Our implementation is based on the proposed approach, which uses features, approved to be meaningful for definition of the similarity, as well as their weights, which determine their impact factor on the finite decision: similar or not the codes under consideration. We use the following notation:

• $fun{c}_{D_i}$ denotes the debug function number i as desirable to be identified;
• $fun{c}_{O_j}$ denotes the optimized function number j as desirable to be checked;
• $p_{k(fun{c}_{D_i},fun{c}_{O_j})}$ denotes the probability of similarity via feature number k, given two functions $fun{c}_{D_i}$ and $fun{c}_{O_j}$;
• set $FPrimitives$ contains the primitive functions, i.e., functions, which do not include branches to other internal functions;
• set $FNPrimitives$ contains the non-primitive functions, i.e., functions, which do include branches to other internal functions;
• $W_k$ denotes the weight, given to feature, number k;
• $sim(fun{c}_{D_i},fun{c}_{O_J})$ denotes the probability of similarity via all the features, given two functions $fun{c}_{D_i}$ and $fun{c}_{O_j}$, i.e., ${\sum }_{k=1}^K{w}_k·p_{k(fun{c}_{D_i},fun{c}_{O_j})}$.

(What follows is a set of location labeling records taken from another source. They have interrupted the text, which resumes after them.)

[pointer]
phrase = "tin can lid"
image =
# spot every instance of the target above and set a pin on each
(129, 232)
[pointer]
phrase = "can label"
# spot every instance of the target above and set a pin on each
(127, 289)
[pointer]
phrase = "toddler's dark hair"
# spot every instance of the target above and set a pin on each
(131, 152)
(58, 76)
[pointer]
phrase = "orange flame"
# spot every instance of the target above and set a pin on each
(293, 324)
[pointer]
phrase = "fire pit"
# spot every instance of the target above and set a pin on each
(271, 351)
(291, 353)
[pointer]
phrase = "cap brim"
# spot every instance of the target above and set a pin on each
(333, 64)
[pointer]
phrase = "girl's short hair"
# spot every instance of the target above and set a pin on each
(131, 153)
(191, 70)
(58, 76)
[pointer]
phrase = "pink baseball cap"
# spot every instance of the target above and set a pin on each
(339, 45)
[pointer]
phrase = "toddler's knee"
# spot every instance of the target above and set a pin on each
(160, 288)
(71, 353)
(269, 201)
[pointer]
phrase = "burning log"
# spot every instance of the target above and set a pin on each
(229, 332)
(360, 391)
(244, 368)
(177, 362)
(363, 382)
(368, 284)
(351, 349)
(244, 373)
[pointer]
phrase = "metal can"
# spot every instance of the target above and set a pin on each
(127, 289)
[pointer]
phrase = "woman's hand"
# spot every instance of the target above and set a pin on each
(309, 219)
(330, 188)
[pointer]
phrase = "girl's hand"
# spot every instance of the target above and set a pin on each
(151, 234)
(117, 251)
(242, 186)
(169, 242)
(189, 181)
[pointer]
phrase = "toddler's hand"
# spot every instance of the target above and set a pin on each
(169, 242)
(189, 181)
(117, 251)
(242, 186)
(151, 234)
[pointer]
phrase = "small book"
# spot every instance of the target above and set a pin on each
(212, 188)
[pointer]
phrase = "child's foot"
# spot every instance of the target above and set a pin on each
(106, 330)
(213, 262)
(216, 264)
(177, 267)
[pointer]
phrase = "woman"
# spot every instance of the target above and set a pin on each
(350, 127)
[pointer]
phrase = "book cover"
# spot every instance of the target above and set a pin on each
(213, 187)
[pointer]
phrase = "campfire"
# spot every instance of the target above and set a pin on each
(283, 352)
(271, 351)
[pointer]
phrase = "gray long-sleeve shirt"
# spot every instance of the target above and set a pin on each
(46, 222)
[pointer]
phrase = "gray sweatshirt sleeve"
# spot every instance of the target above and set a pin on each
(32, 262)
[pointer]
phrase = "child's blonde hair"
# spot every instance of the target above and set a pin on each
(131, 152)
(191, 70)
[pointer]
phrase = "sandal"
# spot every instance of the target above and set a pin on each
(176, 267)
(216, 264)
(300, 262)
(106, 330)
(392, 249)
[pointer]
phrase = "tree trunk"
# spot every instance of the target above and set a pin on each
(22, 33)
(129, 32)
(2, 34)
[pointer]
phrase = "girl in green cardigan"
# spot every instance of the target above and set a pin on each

The iterative version of the algorithm is shown on Figure 23, while the recursive version is rather provided on Figure 24. Full code in MATLAB and Python may by received from the corresponding author via private communication.

7. Conclusions and Outlook

A binary code of an industrial program might contain procedures, for which a license is required. In order to discover such kinds of software plagiatrism and copyright infringements in the software industry, in this paper, we introduced an extensible approach for examining similarities between binary functions. Once a target architecture and the optimization mode are chosen, the approach can detect similarity with high percent of precision even when the code is compiled using different compilers for any such a choice. However, still both false positives and false negatives might occur even for functions from the same library. It means that the proposed set of similarity features should be extended.

The main idea is to score each function using a set of predetermined features and then find a suitable weight vector that could give impact factor to each feature. After finding the weight vector, these functions can be identified in binary software packages. This approach eliminates the research process of understanding the functions. To determine similarities in the procedure, an engineering statistical model that guarantees high identification success is used.